The only way to ensure confidence in our elections is to have paper balloting. It takes a lot more time to count the votes, but in the long run it is well worth it. The paper balloting that we have used in the past, however, is still somewhat prone to fraud. This process should be enhanced.

As it has happened in our recent past (until we decided to get all fancy while lining Diebold Corporation's pockets by paying for their untrustworthy counting machines) each ballot can be individually numbered.

In addition to providing uniquely numbered ballots, it should be the requirement of all voting precincts to
  • provide a carbon copy of each voter's ballot, including the unique ballot ID, to the voter.
  • post in a conspicuous place, such as on the internet, the voting results of each ballot, so that each voter can verify the accuracy of his or her votes, and so that it is easy to determine that all votes cast add up to the tally results that are reported at the end of the election.

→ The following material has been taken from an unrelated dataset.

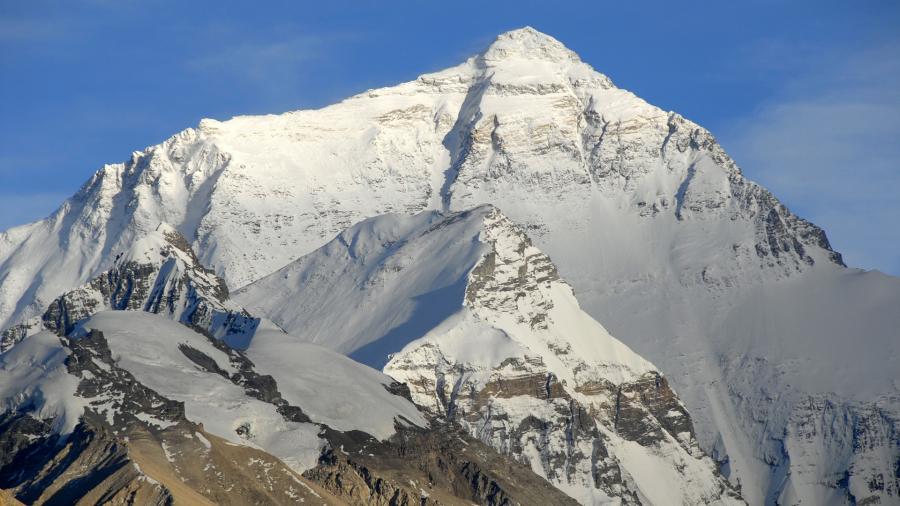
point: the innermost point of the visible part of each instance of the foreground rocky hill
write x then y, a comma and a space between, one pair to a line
785, 359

In this way, everyone could know how everyone voted, but there would be no way to relate each unique ballot number to the person who cast that ballot, except that each voter would have a copy of how he or she voted.

Every voter would be able to compare his or her vote(s) with the official ballot postings to determine if they were represented correctly. If they were not, the duplicate copy of the ballot could be furnished as proof that a mistake had occurred.

With a great deal of effort, computers can be made fraud-proof in this way. I suspect that all of the necessary measures have not been taken in this regard. Our experience with them thus far has given us a bad taste in our mouths. Paper-ballot voting instills much more confidence in voters that the process is sound.


  1. This could be a much more informative comment if I searched my old documents first to find my research paper from 2001, but I agree that computers are no guarantee of fair elections.

    I did a research paper right after the election of 2000 on the subject of technology and voting and learned some very interesting stuff. My conclusion then was that computers don't necessarily make voting less secure either, but the real key to fair elections lies more in better trained voters and poll workers than in better technology.

  2. Making a unique identifier for each record shouldn't be all that hard considering that it's the cardinal rule of database design. I think you're definitely on to something. With the possibility that any one person doing a verification could expose elections fraud, it would be a strong enough deterrent from trying to do so.

  3. Computer counts are more accurate than manual paper counts so long as the counting algorithm is correct. I like the current Utah system with electronic voting and a paper audit trail. I'm satisfied with a system that lets us use statistical sampling of paper ballots to verify the integrity of the vote counting programs.

    The voting system you propose seems only feasible with computer support. The Scantron pencil voting could facilitate this, but scantron can leave questions about voter intent. Maybe even better would be a computer system that allows the user to vote on-screen, prints a completed scantron ballot that they verify and drop in a box. Counts could be done in both ways: the internal computer tally and a scantron tally using a totally separate system.